Higher theta means we drown out the opportunity, and we bias towards exploring untried points. Lower theta means we try areas close to areas we've already explored.

In [None]:
best_cg = 0.9525

theta = 20.0
explore_points['opportunity'] = explore_points['prediction'] - best_cg - theta
explore_points

explore_points.sort_values(by='opportunity', ascending=False)

### Observe highest probability of improvement

In [None]:
explore_points['prob_of_improvement'] = norm.cdf( explore_points['opportunity'] / explore_points['std_dev'])
explore_points.sort_values(by='prob_of_improvement', ascending=False)

In [None]:
top_places_to_try = explore_points.sort_values(by='prob_of_improvement', ascending=False).head(10)
top_places_to_try

In [None]:
best_probes = probes.loc[top_places_to_try.index]
best_probes

## Take top N best to Elasticsearch

We can now try the highest scored probe points

In [None]:
best_probes = best_probes.to_dict(orient='records')

for probe in best_probes:
    print(probe)
    print("-----------------------------------------")
    avg_cg = search_and_evaluate(judgments_dataframe, es_query=es_query, 
                                 params=probe)
    print(f"--- RUN {avg_cg} {repr(params)}")

    runs.append({**probe, **{'mean_cg': avg_cg}})
              
sorted_by_perf = sorted(runs, key=lambda value: value['mean_cg'], reverse=True)
sorted_by_perf

sorted_by_perf 

## Retrain Gaussian Process on every direct observation

We repeat the process by retraining the Gaussian Process on **every observation thusfar**

In [None]:
from sklearn.gaussian_process import GaussianProcessRegressor
import pandas as pd

runs_so_far = pd.DataFrame(sorted_by_perf)

y_train = runs_so_far['mean_cg']
x_train = runs_so_far[['title_boost', 'overview_boost']]


gpr = GaussianProcessRegressor()
gpr.fit(x_train.to_numpy(), y_train.to_numpy())

## Repeat prob of improvement scoring, reprobe Elasticsearch, etc

Now we repeat the scoring on the Gaussian Process trained on this larger dataset.

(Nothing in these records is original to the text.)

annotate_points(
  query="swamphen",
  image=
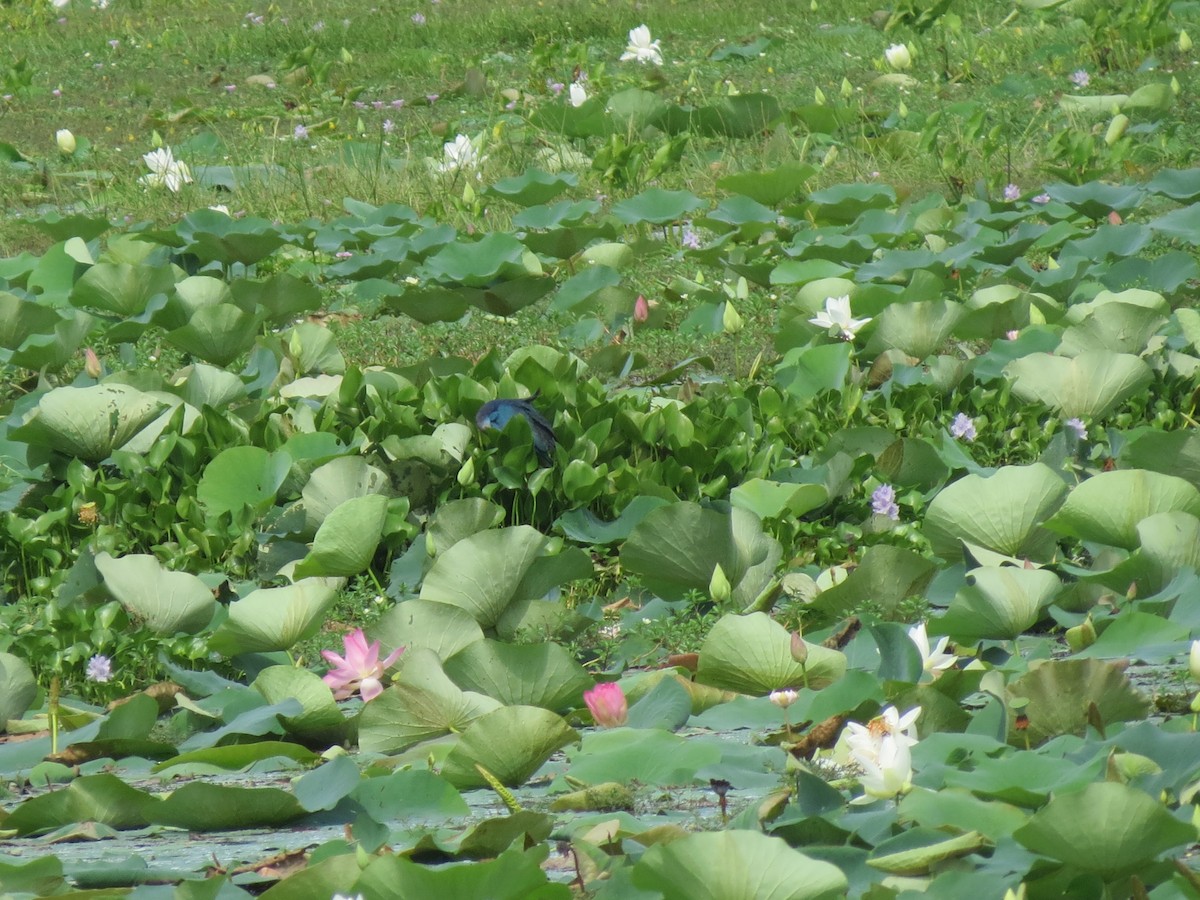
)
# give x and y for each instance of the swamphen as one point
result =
(496, 414)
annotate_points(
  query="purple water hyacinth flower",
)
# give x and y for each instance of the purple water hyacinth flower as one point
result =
(883, 502)
(963, 427)
(100, 669)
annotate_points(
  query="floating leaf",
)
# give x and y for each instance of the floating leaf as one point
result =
(753, 654)
(1002, 513)
(1091, 384)
(1108, 828)
(167, 603)
(733, 865)
(1108, 507)
(511, 743)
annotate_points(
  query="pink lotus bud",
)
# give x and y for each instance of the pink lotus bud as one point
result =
(607, 705)
(91, 363)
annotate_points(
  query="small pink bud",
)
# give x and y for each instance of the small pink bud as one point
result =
(607, 705)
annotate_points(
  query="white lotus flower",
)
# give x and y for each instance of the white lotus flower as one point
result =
(837, 315)
(898, 57)
(65, 141)
(460, 154)
(887, 775)
(868, 739)
(935, 660)
(166, 169)
(641, 47)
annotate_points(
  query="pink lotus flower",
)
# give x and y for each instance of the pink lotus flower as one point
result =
(360, 670)
(607, 705)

With more data, we can probe more accurately. Repeat until you feel you get a sense of the optimum :)

## Next steps

* Probability of Improvement is usually not the preferred scoring. It just computes a probability. But what you really want is sto get the **expected improvement**. A score that accounts for cases where the improvement would be dramatically higher. So a low probability of a high increase in our relevance stat - CG - might be scored higher!